При виде странных незнакомцев дети смутились было, но потом понемногу освоились и отвечали, что это, наверное, жонглеры с карнавала.
Фило прямо-таки раздулся от гордости. Подумать только, их приняли за артистов! Но он недолго пребывал в этом милом для него звании. Сын Добряка присвоил ему другое, куда менее подходящее, во всеуслышание объявив, что в гости к ним пожаловали математики.
Видно, он хорошо знал вкусы своих детей: Лаура и Филиппе бросились ему на шею, лепеча что-то о том, какой он добрый, и спрашивая, могут ли они задать этим синьорам свою любимую задачу.
— Конечно, можете, — подтвердил отец, сияя, — и чем скорее, тем лучше… Но не прежде все-таки, чем вы их хорошенько накормите.

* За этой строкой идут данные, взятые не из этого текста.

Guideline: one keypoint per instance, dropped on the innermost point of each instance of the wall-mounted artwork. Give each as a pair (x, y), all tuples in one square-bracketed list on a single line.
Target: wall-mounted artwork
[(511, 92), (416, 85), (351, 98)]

Мате, который, как ни странно, тоже иногда испытывал голод, признался, что это было бы очень кстати. Фило, по обыкновению незаметно, дернул его за рукав («Где вас воспитывали?»), но, когда на столе появилось большое дымящееся блюдо и в комнате восхитительно запахло жареным мясом, он и сам позабыл о приличиях.
— Боже мой, какое жаркое! — стонал он, облизываясь и раздувая ноздри. — Могу поклясться, что это из кролика.
— Не угадали, из барашка! — тоненько пропела Лаура, поглядывая на брата смеющимися глазами.
— Ммм, до чего вкусно! — мычал толстяк, хрустя аппетитно поджаренной корочкой.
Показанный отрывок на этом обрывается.